In much the same spirit, I created Brewed For Her Ledger to help launch and expand independent craft beverage entities. The number one issue we face in the craft beverage industry is opening and operating undercapitalized. It breaks my heart to see an artist create an incredible product only to have it disappear from the shelves due to ignorant business decisions or by being squeezed out via predatory pricing. The independent craft brewery often finds itself carrying sticks to defend itself in a gun fight against the conglomerates, the behemoth Goliaths who will stop at nothing to crush the independent spirit. The little guy struggles the most with finding capital and in understanding the business landscape or the importance of cash flow management. The little guy requires the greatest amount of guidance to navigate these complex waters for survival. Thus, my mission through Brewed For Her Ledger is to support the independent craft brewery through its launches and expansions. If one of my clients decides to sell to a conglomerate that funds lobbies that hurt or block the interests of the independent craft brewer, I will amicably release them as a client upon completion of the sale. For at that point, this brewery no longer needs my help. It has the resources of Goliath at its fingertips, and someone from corporate headquarters will play the role of what I hoped to have helped build. I will be proud and wish the entity my best, but it will no longer espouse the values of who I represent.

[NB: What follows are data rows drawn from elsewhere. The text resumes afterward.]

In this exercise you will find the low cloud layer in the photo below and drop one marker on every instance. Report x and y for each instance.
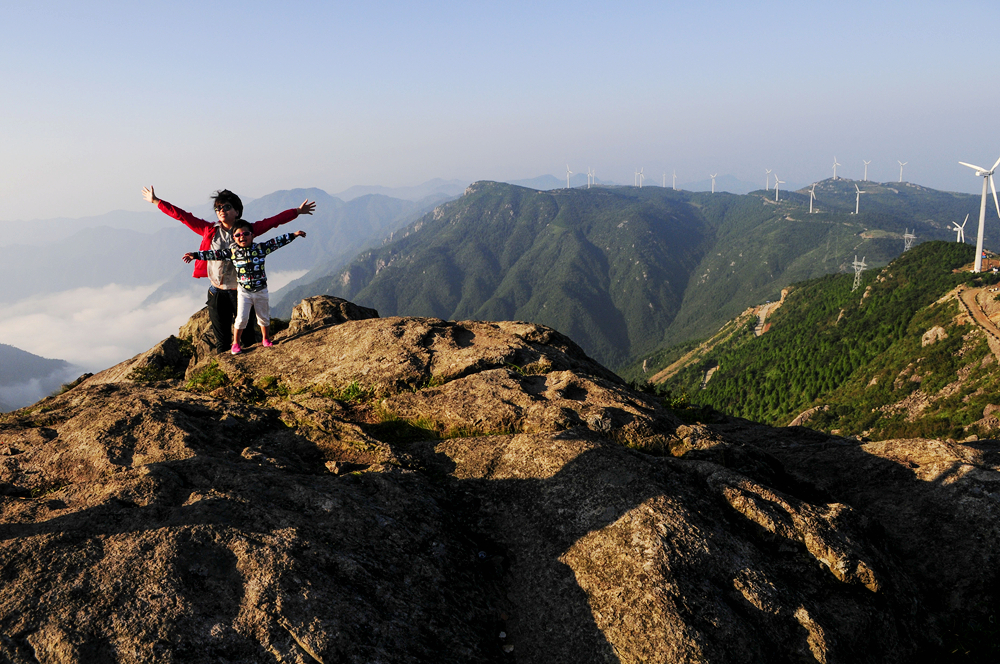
(96, 328)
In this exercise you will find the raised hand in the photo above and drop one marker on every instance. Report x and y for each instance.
(150, 195)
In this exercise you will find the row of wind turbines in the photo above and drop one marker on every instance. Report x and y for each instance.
(866, 162)
(985, 173)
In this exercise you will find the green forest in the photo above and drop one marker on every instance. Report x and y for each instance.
(855, 353)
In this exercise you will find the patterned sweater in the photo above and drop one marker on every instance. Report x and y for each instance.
(249, 261)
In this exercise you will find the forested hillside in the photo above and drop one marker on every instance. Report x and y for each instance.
(622, 270)
(860, 358)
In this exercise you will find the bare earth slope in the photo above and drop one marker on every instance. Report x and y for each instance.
(412, 490)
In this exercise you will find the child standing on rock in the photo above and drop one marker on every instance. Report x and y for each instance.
(248, 258)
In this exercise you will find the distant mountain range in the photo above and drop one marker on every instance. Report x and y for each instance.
(624, 270)
(139, 248)
(25, 378)
(432, 188)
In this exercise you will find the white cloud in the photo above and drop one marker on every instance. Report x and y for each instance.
(96, 328)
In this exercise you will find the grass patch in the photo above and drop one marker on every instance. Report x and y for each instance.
(151, 374)
(533, 369)
(273, 386)
(390, 427)
(208, 379)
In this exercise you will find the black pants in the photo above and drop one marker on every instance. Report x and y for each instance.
(222, 313)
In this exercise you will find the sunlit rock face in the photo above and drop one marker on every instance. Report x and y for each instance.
(415, 490)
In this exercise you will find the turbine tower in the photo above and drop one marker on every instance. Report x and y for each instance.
(859, 267)
(986, 175)
(960, 230)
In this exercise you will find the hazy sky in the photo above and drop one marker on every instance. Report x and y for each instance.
(100, 98)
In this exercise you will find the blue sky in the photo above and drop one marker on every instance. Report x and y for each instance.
(101, 98)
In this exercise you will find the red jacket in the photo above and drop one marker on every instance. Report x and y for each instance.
(206, 229)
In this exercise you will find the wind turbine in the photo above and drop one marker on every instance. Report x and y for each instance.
(986, 175)
(960, 230)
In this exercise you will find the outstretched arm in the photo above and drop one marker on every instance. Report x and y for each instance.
(264, 225)
(199, 226)
(276, 243)
(150, 195)
(208, 255)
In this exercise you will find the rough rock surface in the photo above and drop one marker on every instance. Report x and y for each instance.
(409, 490)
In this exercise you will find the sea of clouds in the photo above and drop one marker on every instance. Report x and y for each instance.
(96, 328)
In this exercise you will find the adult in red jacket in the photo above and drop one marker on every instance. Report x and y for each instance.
(222, 275)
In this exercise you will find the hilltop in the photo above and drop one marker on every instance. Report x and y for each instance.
(414, 489)
(626, 271)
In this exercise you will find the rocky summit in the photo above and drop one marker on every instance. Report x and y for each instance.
(421, 490)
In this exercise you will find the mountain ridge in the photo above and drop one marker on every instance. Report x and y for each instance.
(408, 489)
(569, 270)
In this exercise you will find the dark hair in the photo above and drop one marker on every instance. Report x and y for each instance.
(243, 224)
(226, 196)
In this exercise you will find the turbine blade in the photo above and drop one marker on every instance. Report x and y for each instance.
(995, 202)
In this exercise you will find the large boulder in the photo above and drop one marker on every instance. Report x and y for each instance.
(412, 489)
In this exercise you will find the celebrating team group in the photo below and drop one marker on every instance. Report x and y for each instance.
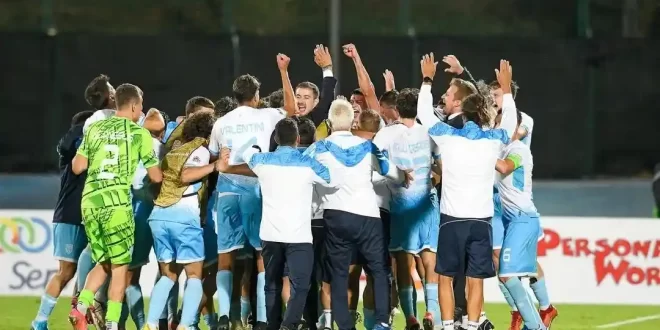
(283, 201)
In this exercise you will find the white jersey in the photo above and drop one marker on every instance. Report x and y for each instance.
(409, 148)
(528, 124)
(516, 188)
(239, 130)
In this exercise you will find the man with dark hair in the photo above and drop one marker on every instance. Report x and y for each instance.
(414, 211)
(69, 239)
(286, 235)
(224, 105)
(112, 149)
(239, 198)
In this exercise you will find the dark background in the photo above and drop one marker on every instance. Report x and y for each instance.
(590, 87)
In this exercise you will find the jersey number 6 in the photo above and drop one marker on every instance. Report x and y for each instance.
(111, 159)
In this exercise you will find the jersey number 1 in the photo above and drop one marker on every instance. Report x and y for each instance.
(110, 160)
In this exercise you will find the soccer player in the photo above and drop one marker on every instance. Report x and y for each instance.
(110, 152)
(351, 212)
(521, 220)
(143, 199)
(468, 158)
(69, 238)
(415, 210)
(547, 311)
(239, 198)
(176, 221)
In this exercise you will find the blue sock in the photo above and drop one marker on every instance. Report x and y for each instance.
(507, 297)
(432, 304)
(369, 318)
(246, 308)
(406, 301)
(135, 304)
(173, 302)
(414, 301)
(46, 308)
(224, 282)
(85, 265)
(159, 298)
(192, 296)
(525, 305)
(211, 320)
(261, 297)
(541, 292)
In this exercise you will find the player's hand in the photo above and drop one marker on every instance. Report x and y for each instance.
(322, 56)
(350, 51)
(389, 80)
(504, 76)
(428, 65)
(283, 62)
(455, 66)
(407, 178)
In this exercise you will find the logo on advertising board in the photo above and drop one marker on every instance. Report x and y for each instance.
(24, 235)
(621, 259)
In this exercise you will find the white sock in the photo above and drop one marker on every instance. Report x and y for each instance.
(327, 318)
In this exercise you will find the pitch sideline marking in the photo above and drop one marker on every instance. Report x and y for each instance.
(630, 321)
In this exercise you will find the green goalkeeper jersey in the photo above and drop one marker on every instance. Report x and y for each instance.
(114, 147)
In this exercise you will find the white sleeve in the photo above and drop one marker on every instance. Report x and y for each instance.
(425, 112)
(216, 138)
(98, 115)
(509, 119)
(199, 157)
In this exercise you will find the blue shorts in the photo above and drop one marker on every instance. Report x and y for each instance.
(143, 239)
(68, 241)
(210, 237)
(238, 222)
(518, 254)
(181, 242)
(416, 229)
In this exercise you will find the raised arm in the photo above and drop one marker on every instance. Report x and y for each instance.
(323, 59)
(425, 112)
(364, 82)
(289, 96)
(509, 119)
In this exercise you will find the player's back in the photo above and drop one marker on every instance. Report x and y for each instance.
(113, 148)
(239, 130)
(409, 148)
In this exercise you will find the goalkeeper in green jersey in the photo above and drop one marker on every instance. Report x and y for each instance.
(110, 152)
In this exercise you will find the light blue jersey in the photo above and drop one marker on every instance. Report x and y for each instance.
(414, 210)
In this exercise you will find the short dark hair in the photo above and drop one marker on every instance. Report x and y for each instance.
(310, 85)
(80, 117)
(166, 117)
(306, 130)
(369, 121)
(389, 98)
(357, 91)
(245, 88)
(224, 105)
(127, 93)
(464, 88)
(286, 132)
(406, 103)
(197, 102)
(276, 99)
(514, 87)
(199, 124)
(97, 92)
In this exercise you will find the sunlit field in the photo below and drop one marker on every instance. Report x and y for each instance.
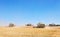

To this day, I have not yet run into this situation, but I am mentally prepared for the day that happens.
To some of us, the easy path won’t allow us to rest our heads peacefully at night, because the gnawing at our soul reminds us it is not authentic to who we are. At times it feels we are punished for being true to ourselves. And yes, blazing an independent path will often be lonely, arduous, and not exactly financially rewarding. It will test us in ways we never thought possible. Some of us will give in for various reasons, and that’s okay. You don’t deserve to be vilified by others who turn on you for the decisions you make or for choosing an unpopular path. All choices bear consequences, but what others will say to you should mean nothing. What matters is that you can face yourself with your decisions and be at peace. That the path you’ve chosen is true to you. And if it isn’t, you get out. You get out before you allow yourself to succumb to desensitized acceptance and apathy.
My grandfather could have kept quiet and not ever had built that brewery. My dad could have joined a clinic and never had to worry about money. But they didn’t. They couldn’t have lived with a lesser version of themselves.
Much in that same respect, Brewed For Her Ledger exists for that same reason. We support the independents, the rabble rousers, the dreamers. Let your freak flags fly high. We’re here to help you lead your legacy.